Sampling Bias is a Good Thing: TikTok's Imbalanced Training Approach
Field note on a TikTok and University of Connecticut paper. Non-uniform negative sampling that keeps the confusing samples and discards the easy negatives. Why it matters for any recommendation system.
We all build models of the world in our heads. It is how we make sense of things and predict what is coming next. But garbage in, garbage out, right?
That goes for our brains and our AI. A great article by Damien Benveniste, PhD, dives into the nitty-gritty of optimally sampled imbalanced training data. Just like we need to read different viewpoints and connect with diverse people, AI needs a balanced input to avoid becoming a narrow-minded bot.

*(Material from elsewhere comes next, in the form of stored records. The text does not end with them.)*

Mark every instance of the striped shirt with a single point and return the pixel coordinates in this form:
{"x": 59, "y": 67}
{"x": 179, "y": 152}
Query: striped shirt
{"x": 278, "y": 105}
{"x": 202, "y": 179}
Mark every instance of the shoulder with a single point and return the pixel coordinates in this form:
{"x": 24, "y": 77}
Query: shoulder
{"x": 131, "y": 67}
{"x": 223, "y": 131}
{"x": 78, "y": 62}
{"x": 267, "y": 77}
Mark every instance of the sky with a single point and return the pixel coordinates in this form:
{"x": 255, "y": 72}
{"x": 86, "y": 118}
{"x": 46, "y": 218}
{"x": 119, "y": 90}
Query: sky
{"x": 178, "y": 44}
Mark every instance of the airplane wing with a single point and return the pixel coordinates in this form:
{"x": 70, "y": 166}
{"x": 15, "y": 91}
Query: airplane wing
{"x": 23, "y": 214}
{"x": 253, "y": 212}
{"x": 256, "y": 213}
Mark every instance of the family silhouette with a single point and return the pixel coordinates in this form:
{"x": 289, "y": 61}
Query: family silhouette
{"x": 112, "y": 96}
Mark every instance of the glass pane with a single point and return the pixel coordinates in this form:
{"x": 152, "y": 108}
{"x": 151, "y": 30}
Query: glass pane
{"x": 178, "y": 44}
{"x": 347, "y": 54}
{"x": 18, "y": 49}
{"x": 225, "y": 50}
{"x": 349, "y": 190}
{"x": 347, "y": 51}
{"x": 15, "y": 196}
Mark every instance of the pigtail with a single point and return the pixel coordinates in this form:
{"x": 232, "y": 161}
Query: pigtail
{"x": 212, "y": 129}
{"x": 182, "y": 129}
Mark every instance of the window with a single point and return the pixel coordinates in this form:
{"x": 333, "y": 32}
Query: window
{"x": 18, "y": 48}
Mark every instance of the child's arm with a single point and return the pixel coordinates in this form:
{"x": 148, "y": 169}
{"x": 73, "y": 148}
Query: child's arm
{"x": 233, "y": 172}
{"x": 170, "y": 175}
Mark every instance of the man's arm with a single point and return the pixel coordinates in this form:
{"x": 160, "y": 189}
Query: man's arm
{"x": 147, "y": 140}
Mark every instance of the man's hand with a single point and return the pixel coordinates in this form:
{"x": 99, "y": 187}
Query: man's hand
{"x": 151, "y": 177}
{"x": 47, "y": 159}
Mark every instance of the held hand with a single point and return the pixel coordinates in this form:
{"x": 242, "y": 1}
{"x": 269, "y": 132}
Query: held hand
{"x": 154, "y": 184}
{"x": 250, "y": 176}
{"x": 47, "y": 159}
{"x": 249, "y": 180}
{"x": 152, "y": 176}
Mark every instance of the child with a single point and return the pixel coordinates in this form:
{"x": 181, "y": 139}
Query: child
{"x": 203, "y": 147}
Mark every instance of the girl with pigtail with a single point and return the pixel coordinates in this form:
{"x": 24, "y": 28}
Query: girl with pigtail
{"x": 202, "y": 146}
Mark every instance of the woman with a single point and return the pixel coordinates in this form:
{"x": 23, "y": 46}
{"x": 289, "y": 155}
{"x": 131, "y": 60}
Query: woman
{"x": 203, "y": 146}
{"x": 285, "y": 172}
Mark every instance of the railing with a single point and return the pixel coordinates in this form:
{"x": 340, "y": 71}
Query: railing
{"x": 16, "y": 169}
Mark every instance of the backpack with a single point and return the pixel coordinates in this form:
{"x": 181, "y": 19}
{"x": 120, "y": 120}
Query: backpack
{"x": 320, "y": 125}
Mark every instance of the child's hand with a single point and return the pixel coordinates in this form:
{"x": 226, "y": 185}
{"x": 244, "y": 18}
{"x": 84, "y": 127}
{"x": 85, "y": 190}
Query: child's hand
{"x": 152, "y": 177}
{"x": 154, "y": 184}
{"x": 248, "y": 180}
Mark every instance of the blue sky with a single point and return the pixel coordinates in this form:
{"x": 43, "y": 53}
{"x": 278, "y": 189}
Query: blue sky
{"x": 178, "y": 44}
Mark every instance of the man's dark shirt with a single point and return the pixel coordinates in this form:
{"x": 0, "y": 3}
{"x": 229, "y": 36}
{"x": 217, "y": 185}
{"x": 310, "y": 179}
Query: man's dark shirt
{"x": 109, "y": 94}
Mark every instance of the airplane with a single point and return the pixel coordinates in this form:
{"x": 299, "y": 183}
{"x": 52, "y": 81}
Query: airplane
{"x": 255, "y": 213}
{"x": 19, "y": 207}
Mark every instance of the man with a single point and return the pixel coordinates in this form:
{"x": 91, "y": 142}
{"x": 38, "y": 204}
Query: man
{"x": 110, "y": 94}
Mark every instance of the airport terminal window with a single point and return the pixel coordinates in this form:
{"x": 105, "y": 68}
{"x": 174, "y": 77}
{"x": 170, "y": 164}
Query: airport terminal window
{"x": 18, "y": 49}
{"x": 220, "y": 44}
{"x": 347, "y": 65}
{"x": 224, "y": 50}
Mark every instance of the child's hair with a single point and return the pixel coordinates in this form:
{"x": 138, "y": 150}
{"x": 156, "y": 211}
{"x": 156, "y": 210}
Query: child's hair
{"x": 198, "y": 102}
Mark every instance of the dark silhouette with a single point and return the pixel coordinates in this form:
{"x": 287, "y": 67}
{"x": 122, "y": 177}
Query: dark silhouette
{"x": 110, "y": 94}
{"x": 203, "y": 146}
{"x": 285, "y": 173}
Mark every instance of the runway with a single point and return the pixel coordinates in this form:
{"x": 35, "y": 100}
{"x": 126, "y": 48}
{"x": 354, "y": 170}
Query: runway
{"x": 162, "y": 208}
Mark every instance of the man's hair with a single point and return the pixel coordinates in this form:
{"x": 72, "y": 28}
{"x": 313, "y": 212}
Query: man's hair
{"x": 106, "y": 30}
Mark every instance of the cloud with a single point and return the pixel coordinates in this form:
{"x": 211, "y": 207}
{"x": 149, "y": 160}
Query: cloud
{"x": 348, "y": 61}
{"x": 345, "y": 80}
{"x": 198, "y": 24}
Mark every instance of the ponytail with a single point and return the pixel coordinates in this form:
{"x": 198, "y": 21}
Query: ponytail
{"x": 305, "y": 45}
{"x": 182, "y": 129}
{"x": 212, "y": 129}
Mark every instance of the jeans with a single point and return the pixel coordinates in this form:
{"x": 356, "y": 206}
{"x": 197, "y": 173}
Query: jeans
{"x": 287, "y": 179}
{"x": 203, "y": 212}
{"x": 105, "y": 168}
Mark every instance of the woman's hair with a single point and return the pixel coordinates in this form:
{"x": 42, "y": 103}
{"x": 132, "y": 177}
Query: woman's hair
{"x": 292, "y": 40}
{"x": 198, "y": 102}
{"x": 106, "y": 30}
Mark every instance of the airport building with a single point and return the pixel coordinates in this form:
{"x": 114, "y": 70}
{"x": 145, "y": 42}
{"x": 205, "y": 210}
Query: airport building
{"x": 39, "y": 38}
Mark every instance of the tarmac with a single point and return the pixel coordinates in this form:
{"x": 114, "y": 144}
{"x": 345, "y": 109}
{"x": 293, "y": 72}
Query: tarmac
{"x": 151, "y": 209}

How do you deal with imbalanced data?
If you do not have too much data and the imbalance is not too extreme, the typical way to deal with it is to simply reweigh the samples such that the loss function considers the positive and negative samples equally. When you have an overwhelming amount of negative samples, you may want to downsample them to minimise training latency.
But not all samples are equal. At TikTok, for example, for their recommendation engine, they use a non-uniform negative sampling scheme they developed with the University of Connecticut. They proved that optimal sampling of the negative class is done when giving more weight to samples with a higher probability of being positive (Theorem 3 in the paper). This means that it is better to keep samples that are confusing for a model. This way, the model focuses on learning how to separate true positive samples from negative samples that look like positive ones.

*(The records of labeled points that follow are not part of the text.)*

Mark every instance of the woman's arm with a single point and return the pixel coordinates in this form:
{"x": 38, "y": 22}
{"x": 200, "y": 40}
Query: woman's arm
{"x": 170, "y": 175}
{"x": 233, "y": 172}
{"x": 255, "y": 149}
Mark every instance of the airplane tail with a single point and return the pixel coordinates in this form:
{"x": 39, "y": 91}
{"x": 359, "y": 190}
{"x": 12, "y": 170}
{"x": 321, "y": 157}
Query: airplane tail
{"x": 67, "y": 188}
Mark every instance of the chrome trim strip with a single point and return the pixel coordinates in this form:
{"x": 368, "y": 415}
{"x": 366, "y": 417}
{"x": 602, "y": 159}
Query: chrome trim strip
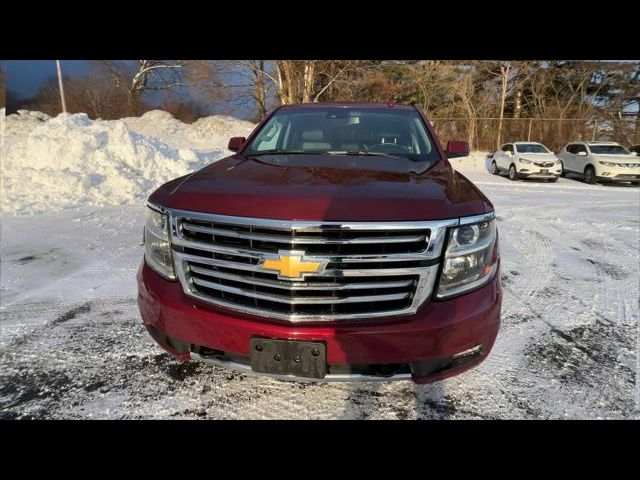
{"x": 298, "y": 285}
{"x": 423, "y": 289}
{"x": 365, "y": 272}
{"x": 300, "y": 240}
{"x": 343, "y": 377}
{"x": 319, "y": 226}
{"x": 299, "y": 300}
{"x": 255, "y": 253}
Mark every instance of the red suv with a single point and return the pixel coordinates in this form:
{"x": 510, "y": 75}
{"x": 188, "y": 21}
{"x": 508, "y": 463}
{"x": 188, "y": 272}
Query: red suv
{"x": 337, "y": 243}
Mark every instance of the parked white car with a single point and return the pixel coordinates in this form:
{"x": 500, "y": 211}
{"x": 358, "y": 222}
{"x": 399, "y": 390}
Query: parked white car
{"x": 526, "y": 160}
{"x": 600, "y": 161}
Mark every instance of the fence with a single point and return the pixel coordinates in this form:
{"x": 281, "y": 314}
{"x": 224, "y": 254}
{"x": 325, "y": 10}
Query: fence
{"x": 483, "y": 133}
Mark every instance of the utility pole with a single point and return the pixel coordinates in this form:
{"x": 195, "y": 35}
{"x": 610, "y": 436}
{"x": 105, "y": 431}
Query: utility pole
{"x": 63, "y": 101}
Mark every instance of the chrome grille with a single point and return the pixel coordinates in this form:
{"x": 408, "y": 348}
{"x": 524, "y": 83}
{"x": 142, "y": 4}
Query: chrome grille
{"x": 368, "y": 269}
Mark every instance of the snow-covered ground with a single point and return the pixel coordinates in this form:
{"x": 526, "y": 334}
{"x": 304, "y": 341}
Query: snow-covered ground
{"x": 71, "y": 160}
{"x": 73, "y": 346}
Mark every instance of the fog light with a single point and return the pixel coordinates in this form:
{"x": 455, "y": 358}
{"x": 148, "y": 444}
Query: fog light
{"x": 471, "y": 351}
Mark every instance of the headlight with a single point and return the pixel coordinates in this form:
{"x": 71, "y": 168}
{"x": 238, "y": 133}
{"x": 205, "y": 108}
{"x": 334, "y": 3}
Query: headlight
{"x": 469, "y": 261}
{"x": 157, "y": 248}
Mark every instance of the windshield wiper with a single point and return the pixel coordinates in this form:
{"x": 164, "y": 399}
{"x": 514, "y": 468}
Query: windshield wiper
{"x": 359, "y": 152}
{"x": 276, "y": 151}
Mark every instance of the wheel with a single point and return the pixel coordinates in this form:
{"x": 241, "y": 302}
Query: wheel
{"x": 513, "y": 174}
{"x": 589, "y": 175}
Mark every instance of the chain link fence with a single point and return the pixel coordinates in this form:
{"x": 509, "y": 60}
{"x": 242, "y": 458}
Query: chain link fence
{"x": 484, "y": 133}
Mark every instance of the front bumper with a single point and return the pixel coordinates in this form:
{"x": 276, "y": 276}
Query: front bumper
{"x": 429, "y": 342}
{"x": 535, "y": 171}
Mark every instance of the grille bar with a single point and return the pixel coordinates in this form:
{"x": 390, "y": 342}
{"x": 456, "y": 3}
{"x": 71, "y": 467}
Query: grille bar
{"x": 299, "y": 285}
{"x": 301, "y": 240}
{"x": 258, "y": 253}
{"x": 300, "y": 300}
{"x": 366, "y": 269}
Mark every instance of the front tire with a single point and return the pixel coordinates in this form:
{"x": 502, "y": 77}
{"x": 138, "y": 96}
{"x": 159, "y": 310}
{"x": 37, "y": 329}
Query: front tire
{"x": 563, "y": 172}
{"x": 513, "y": 173}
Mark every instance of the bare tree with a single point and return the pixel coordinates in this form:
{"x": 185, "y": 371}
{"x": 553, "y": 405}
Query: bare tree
{"x": 145, "y": 75}
{"x": 3, "y": 89}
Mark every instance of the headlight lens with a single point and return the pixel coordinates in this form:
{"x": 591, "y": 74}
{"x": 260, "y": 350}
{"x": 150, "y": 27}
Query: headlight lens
{"x": 469, "y": 261}
{"x": 157, "y": 249}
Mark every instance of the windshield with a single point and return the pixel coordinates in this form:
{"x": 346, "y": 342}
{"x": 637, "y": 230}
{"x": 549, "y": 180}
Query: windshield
{"x": 531, "y": 148}
{"x": 345, "y": 131}
{"x": 608, "y": 150}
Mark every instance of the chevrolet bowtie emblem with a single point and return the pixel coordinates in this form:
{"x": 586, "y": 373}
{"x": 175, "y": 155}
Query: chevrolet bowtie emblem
{"x": 291, "y": 265}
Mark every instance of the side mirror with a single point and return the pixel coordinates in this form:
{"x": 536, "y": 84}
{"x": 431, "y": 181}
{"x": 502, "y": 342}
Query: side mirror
{"x": 236, "y": 143}
{"x": 457, "y": 149}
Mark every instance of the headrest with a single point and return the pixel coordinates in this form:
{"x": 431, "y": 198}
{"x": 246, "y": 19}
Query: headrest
{"x": 312, "y": 136}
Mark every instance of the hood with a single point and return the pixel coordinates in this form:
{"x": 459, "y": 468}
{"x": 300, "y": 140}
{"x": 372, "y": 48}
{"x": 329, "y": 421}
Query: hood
{"x": 539, "y": 157}
{"x": 617, "y": 158}
{"x": 325, "y": 187}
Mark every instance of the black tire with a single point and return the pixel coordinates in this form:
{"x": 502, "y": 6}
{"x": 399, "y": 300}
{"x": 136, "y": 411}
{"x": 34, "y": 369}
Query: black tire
{"x": 513, "y": 173}
{"x": 590, "y": 175}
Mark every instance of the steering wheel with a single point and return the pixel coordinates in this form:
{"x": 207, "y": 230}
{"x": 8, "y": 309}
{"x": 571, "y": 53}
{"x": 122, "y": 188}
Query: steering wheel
{"x": 389, "y": 148}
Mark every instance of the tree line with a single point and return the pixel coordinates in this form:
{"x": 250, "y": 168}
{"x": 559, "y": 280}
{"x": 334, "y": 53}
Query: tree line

Interestingly enough, this theorem also means sampling bias is a good thing. In ML applications, a model shows users some samples they are likely to engage with. When they do not engage with those, they become negative samples for the next training batch. That is sampling bias because only the samples with a high probability of engagement ever get shown to users, and they never get the opportunity to interact with the “lesser” samples, so we never get signals for those.

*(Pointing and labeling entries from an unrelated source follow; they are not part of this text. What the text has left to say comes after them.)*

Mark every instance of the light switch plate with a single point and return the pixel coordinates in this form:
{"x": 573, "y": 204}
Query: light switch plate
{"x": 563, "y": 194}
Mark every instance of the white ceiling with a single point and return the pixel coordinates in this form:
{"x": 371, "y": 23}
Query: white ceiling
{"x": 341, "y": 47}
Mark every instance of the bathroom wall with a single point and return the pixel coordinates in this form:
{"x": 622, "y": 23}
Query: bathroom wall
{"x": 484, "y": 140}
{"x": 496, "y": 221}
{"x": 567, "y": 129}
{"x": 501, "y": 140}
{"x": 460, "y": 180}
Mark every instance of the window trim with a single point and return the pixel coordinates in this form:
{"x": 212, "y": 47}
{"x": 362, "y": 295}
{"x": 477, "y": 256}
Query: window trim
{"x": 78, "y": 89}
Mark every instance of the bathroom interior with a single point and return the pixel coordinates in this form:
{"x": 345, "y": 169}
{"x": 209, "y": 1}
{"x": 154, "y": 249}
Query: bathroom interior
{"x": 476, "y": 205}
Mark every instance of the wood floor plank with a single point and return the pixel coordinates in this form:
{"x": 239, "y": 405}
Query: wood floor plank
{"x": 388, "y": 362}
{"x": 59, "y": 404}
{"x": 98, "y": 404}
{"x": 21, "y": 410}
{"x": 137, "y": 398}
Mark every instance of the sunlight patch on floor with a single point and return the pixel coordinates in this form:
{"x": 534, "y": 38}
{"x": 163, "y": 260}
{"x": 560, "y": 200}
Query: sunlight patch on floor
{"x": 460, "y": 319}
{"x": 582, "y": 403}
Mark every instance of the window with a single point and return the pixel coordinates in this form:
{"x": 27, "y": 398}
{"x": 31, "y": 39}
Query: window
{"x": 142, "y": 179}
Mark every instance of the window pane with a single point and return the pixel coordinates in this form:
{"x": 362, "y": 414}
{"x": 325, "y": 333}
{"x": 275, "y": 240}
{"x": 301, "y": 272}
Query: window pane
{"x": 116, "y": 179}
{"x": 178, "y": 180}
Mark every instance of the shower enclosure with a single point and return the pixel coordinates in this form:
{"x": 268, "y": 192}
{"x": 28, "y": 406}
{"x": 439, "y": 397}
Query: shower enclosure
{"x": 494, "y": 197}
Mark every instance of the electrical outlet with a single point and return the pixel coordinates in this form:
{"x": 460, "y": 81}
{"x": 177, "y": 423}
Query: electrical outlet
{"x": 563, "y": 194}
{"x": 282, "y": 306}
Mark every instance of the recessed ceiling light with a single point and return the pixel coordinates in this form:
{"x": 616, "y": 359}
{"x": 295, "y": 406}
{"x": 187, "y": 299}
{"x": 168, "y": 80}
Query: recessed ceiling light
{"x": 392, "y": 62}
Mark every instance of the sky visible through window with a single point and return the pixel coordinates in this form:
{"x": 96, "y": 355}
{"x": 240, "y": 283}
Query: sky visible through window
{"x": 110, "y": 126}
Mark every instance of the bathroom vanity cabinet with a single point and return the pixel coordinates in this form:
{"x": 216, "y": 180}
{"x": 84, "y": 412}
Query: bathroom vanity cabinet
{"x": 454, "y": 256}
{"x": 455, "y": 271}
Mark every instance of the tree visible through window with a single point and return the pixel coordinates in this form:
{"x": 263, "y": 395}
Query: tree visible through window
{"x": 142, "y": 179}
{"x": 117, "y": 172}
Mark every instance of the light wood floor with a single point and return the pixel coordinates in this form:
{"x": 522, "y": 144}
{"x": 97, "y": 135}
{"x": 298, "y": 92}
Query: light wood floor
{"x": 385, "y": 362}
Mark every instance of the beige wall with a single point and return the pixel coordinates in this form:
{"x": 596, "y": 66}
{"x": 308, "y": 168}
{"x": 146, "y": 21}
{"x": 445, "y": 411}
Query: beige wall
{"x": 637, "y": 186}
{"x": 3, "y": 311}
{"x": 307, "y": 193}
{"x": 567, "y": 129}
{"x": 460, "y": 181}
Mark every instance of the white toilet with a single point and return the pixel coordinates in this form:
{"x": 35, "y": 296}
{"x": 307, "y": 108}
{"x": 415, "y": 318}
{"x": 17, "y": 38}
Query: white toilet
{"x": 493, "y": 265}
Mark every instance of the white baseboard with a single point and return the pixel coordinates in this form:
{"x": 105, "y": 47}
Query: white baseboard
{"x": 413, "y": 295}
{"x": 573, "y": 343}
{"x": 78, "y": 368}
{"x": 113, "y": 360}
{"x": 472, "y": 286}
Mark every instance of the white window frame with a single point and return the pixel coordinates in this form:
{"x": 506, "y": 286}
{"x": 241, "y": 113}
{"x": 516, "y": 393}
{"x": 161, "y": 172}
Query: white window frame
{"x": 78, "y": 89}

By sampling the data, we bias the probability estimates coming out of the model, and they become meaningless. The model is not calibrated anymore. To fix that, they came up with a correction of the likelihood function to generate unbiased estimates of the model parameters and, therefore, the probabilities.
The process
- Uniformly sample the negative class so that the data becomes balanced.
- Train a model with balanced data. They call it a “pilot” model.
- Predict the full data with that pilot model. You get an estimate of how much the model believes the sample is a positive one.
- Normalise that probability p by the average probability w and multiply by the sampling rate r: r × p / w.
- For each negative sample, pick a uniform random number u. If u < r × p / w, keep the sample; remove it otherwise. The greater p is, the more likely we will keep it.
- r × p / w is the sampling probability. When training the model or predicting, correct the log odds using that probability.
A neat trick worth bookmarking the next time you are tuning a recommendation engine and the negatives are drowning the signal.